We wtorek (9 listopada) po południu w Wyszecinie doszło do śmiertelnego wypadku samochodowego. Jak informuje policja, na miejscu zginął 48-letni mieszkaniec powiatu wejherowskiego. Mężczyzna najprawdopodobniej nie dostosował prędkości do warunków panujących na drodze i uderzył w drzewo.
O wypadku pisaliśmy tutaj.
Policjanci zgłoszenie o zdarzeniu drogowym przy ul. Ofiar Stutthofu w Wyszecinie otrzymali o około godziny 16:00.
— Funkcjonariusze ruchu drogowego po przyjeździe na miejsce potwierdzili, że doszło do wypadku z udziałem samochodu osobowego renault. Ten wypadek, jak się okazało, był śmiertelny. 48-letni kierowca z powiatu wejherowskiego zginął na miejscu – informuje asp. sztab. Anetta Potrykus, oficer prasowy wejherowskiej komendy.

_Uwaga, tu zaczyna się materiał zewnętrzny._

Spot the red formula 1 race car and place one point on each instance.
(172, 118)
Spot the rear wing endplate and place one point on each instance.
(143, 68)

Mundurowi zabezpieczyli miejsce zdarzenia, wykonali oględziny oraz ustalali okoliczności zdarzenia. Na miejsce przyjechał tez prokurator, który nadzorował czynności wykonywane przez policjantów.
— Ze wstępnych okoliczności wynika, że prawdopodobnie kierowca nie dostosował prędkości do warunków panujących na drodze, w wyniku czego zjechał na pobocze i uderzył w przydrożne drzewo – dodaje Potrykus.
Byli także technik kryminalistyki, biegły lekarz medycyny sądowej i biegły specjalista z zakresu rekonstrukcji wypadków drogowych.